In my past gardening failures, my main problem has been over watering.  I mean, after you are all done planting, there isn’t much to do in the garden but water, right?  Come to find out, there is such a thing as too much water, so this time I decided to go in scientifically and purchase a moisture meter.  I stick this bad boy into my soil and it tells me if my veggies need watering or not.  With this kind of scientific data, there will be no cases of drowning or dehydrating plants in my veggie garden.

List building requires tracking of a lot of data.  Lucky for those of us who aren’t into maintaining complex Excel spreadsheets, a great deal of today’s inexpensive and free tools will let us know important stats on our list building techniques.  These stats allow us to test different theory’s and try to improve.

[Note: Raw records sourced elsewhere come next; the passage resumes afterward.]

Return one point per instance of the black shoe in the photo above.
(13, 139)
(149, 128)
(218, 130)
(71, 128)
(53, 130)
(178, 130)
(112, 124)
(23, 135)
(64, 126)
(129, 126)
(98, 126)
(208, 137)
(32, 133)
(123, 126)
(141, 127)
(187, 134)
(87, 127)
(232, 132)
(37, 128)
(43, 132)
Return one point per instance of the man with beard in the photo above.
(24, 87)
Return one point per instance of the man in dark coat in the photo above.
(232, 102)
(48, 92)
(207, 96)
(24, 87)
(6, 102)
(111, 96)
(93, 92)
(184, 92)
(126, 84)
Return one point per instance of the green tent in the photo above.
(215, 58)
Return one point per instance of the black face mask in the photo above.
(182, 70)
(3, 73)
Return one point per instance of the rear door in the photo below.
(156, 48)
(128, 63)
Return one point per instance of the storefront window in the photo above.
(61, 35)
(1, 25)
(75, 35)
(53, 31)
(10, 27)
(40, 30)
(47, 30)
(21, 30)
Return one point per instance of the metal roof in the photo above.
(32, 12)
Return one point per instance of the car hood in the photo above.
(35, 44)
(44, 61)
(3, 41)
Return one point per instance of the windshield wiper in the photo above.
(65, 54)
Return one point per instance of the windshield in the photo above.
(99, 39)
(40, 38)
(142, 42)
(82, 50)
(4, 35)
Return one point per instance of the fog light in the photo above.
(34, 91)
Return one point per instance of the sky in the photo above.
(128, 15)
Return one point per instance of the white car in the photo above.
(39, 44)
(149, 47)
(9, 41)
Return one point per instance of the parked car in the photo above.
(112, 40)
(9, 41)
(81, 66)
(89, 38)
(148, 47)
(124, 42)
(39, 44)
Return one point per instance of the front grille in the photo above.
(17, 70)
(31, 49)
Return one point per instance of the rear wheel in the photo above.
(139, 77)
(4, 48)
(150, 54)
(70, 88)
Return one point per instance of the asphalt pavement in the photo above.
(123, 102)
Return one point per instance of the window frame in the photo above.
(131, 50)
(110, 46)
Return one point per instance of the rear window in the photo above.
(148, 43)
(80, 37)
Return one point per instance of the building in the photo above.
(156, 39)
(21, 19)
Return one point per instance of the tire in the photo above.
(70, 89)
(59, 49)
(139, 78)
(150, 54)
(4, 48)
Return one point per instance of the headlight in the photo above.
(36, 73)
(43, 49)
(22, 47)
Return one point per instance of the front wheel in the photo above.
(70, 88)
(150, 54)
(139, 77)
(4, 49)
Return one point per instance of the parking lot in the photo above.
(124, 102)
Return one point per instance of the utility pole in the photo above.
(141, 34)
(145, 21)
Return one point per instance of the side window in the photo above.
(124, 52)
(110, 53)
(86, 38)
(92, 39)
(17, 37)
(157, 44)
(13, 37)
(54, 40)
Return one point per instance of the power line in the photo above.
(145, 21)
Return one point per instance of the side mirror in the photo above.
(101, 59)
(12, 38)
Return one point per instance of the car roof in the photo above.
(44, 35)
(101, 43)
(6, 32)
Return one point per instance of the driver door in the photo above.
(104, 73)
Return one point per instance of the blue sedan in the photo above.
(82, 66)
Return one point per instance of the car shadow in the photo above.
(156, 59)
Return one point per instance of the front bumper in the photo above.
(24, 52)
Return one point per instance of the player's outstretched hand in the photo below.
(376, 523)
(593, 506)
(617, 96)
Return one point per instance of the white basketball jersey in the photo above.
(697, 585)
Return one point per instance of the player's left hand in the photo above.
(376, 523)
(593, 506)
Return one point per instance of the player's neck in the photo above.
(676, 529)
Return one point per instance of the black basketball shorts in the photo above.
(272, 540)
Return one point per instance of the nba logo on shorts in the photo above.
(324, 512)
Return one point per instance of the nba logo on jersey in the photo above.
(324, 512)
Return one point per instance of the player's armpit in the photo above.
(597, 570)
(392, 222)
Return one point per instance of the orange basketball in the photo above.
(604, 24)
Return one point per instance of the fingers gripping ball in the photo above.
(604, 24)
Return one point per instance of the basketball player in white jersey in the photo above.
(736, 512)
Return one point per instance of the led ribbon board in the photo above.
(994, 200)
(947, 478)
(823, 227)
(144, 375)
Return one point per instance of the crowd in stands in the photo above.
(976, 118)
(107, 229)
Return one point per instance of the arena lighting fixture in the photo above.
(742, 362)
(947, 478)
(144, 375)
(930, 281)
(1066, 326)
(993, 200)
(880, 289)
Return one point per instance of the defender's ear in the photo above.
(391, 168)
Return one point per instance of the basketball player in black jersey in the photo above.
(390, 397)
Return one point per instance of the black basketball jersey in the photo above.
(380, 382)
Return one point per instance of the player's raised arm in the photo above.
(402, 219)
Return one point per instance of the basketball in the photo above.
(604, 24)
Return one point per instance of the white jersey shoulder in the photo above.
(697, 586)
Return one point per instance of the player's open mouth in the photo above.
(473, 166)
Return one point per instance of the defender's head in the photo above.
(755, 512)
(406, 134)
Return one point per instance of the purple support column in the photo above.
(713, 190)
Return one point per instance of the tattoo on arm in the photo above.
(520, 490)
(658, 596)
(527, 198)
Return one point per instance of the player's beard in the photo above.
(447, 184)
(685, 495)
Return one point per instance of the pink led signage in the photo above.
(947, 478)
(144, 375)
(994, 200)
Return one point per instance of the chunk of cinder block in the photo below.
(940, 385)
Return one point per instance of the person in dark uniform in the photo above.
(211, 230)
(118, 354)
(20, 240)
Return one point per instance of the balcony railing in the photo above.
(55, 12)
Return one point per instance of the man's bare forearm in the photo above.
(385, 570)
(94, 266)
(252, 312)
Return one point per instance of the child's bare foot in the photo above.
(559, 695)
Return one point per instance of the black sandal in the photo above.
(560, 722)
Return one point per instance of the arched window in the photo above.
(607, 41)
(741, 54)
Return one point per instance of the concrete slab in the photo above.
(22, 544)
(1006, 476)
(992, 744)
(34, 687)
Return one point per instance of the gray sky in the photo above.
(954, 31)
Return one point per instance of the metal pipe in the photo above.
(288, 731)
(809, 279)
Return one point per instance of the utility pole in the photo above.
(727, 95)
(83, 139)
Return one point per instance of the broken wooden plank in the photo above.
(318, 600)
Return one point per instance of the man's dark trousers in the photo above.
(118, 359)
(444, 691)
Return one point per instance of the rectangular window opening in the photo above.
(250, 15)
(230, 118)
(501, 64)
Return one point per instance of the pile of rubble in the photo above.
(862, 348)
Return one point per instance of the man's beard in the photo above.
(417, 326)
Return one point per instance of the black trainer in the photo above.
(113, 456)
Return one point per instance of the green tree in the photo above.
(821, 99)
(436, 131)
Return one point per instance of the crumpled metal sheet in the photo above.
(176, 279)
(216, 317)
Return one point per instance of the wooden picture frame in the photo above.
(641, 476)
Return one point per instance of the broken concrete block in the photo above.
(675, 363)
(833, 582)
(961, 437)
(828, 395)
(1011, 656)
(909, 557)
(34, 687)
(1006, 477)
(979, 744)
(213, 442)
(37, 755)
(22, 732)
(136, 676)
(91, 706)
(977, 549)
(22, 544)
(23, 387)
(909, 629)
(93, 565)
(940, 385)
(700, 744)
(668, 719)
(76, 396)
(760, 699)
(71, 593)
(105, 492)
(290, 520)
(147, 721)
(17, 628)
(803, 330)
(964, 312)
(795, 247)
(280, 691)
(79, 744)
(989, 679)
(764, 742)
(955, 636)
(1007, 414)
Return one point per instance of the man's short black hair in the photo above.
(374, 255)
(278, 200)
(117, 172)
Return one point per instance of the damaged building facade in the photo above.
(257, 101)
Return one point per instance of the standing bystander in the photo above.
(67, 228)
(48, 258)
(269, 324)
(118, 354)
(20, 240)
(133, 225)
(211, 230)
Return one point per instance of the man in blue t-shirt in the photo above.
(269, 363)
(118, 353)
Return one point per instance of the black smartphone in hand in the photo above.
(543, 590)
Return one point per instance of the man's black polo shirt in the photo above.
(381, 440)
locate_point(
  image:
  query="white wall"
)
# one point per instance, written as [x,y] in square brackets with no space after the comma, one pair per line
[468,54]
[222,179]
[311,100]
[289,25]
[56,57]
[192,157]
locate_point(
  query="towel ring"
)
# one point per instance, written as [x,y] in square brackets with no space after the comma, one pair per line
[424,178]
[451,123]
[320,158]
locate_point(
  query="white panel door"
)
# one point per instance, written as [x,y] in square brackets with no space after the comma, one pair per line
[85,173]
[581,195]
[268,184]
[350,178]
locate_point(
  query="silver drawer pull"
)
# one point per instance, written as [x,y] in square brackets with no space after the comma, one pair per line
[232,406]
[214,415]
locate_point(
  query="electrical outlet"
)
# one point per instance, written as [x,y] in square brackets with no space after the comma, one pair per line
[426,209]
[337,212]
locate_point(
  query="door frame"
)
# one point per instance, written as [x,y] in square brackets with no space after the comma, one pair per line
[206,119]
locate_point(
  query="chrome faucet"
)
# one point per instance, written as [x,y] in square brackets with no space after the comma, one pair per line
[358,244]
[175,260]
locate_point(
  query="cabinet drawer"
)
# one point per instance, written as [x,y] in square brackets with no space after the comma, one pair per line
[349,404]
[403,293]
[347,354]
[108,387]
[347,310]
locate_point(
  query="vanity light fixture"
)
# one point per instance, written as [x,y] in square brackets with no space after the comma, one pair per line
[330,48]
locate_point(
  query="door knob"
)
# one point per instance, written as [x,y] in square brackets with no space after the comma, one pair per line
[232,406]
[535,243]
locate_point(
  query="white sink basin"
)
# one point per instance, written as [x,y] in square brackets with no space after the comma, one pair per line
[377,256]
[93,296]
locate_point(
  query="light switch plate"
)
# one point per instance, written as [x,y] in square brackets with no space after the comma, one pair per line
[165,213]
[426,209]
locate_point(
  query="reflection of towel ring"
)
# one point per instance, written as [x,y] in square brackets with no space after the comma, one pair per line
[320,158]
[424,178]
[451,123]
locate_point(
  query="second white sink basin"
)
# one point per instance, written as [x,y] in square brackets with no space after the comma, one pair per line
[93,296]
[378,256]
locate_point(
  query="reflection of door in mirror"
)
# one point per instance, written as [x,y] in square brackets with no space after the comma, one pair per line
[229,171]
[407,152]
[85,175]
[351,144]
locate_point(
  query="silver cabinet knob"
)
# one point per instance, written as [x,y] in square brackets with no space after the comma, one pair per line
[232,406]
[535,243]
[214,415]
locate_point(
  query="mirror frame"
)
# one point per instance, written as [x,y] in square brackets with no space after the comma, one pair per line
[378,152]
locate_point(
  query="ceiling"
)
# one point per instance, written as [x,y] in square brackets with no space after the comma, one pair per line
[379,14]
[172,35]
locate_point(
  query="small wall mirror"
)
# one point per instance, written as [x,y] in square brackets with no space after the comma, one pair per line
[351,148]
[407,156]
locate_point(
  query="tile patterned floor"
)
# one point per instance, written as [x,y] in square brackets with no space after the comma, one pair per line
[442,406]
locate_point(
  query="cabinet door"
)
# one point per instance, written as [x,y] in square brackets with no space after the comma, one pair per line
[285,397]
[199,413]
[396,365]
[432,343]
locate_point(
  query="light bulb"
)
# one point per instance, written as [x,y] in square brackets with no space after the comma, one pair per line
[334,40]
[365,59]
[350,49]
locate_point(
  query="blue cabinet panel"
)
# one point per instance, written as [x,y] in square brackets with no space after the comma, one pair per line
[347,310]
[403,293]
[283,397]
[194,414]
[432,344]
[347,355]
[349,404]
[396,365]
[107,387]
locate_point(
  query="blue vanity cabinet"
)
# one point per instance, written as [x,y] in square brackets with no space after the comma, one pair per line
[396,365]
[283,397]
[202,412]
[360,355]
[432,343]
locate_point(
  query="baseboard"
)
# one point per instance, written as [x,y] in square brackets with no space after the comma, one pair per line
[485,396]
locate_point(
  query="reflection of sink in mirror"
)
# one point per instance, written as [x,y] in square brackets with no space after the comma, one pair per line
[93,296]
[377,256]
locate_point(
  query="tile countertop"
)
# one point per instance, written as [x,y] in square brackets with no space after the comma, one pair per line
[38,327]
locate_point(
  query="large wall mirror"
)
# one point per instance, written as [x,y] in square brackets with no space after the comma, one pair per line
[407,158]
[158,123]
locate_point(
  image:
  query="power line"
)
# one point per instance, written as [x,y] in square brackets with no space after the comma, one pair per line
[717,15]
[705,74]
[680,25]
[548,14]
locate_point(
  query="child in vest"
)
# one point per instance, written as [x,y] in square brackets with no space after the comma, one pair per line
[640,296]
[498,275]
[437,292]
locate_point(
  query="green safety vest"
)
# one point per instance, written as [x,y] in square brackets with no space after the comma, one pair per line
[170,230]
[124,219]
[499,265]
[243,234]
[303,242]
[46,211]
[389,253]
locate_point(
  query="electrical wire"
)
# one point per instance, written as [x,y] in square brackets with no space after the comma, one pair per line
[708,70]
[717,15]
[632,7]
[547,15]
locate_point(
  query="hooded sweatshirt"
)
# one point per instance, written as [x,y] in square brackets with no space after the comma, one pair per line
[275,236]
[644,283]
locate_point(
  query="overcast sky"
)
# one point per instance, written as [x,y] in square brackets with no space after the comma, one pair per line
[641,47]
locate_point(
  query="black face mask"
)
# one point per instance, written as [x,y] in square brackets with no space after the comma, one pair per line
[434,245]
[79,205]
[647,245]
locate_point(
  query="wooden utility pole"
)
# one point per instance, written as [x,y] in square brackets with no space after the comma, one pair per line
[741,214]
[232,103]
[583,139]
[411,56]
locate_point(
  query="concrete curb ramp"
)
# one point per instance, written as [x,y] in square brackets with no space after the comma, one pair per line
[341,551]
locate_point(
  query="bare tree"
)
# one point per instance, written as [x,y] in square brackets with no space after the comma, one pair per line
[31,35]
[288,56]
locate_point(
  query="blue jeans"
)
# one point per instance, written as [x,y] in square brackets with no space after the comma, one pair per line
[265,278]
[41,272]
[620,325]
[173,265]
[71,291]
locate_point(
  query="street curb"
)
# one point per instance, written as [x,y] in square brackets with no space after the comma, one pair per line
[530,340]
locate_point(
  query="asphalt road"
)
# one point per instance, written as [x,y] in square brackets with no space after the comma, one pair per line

Growing an Email List – Quick Tip For Measuring

For clients who are just starting, I highly recommend MailChimp as the backbone for growing an email list.  MailChimp will give you so many stats on who is opening your emails and how they performed.   The other critical piece is getting people on your list and making sure you are doing that in the most efficient way.  Pop-ups are critical and there are several pieces of software that can help you with that.

  • Free for WP users: SumoME
  • Great Popup software for non WP users who are growing an email list: Optin Monster
  • The best pop-up lead gen software of them all: ThriveThemes

4. Patience

You knew patience was going to make the list didn’t you?  In all the gardening metaphors you have read, patience is number one.  You aren’t going to be enjoying fresh vegetables right after you plant your garden.

The same goes for growing an email list, and I am constantly having to remind my clients of this.  You aren’t going to see returns on list building and email marketing in a month or two, and maybe longer.  But if you’re consistent and continue providing great content, emailing and building your list, in the future you will have an unbelievable asset.

5. Persistence

Along with patience, you aren’t going to have a good garden unless you are willing to keep up all of this maintenance and nurturing for the long haul.  If you let other things in your life pull you away from your project, then the next time you go to your garden, you’ll be met with a box full of weeds and withered potential.

My email list was a thing of beauty, a lush garden from which I knew my business would always be fed with new clients.  Well, four months ago, my husband and I got pregnant with our third child, the holidays rolled around, and it became hard to focus on nurturing an email list that was flourishing on its own.  And so, as my focus shifted and my email list sat.  Now I’m in for a long few months of nurturing and weeding to get my list up to what it was before.  Thankfully, my email list was nurtured for a long time, and has continued to provide, but had things been different, my company might be starving as I rushed to reinvigorate my list!

6. Clean Up

Finally, gardening isn’t all about pretty veggies and beautiful top soil.  All gardens will have their fair share of weeds, insects and dead veggies.  These items aren’t pleasant to deal with, but in order to have a flourishing garden, these unpleasantries must be addressed!

When you are email marketing and growing an email list, you will have your fair share of subscribers that aren’t engaged but are taking up space in your garden.  You want your list full of engaged subscribers, so you need to clear your list of the “weeds” often.  I recommend going through your list and clearing out those that aren’t opening your emails at least once every six months.  Yes, it’s painful to delete email subscribers and see your email list go down, but just know your open rate will improve and your list will produce a more bountiful harvest.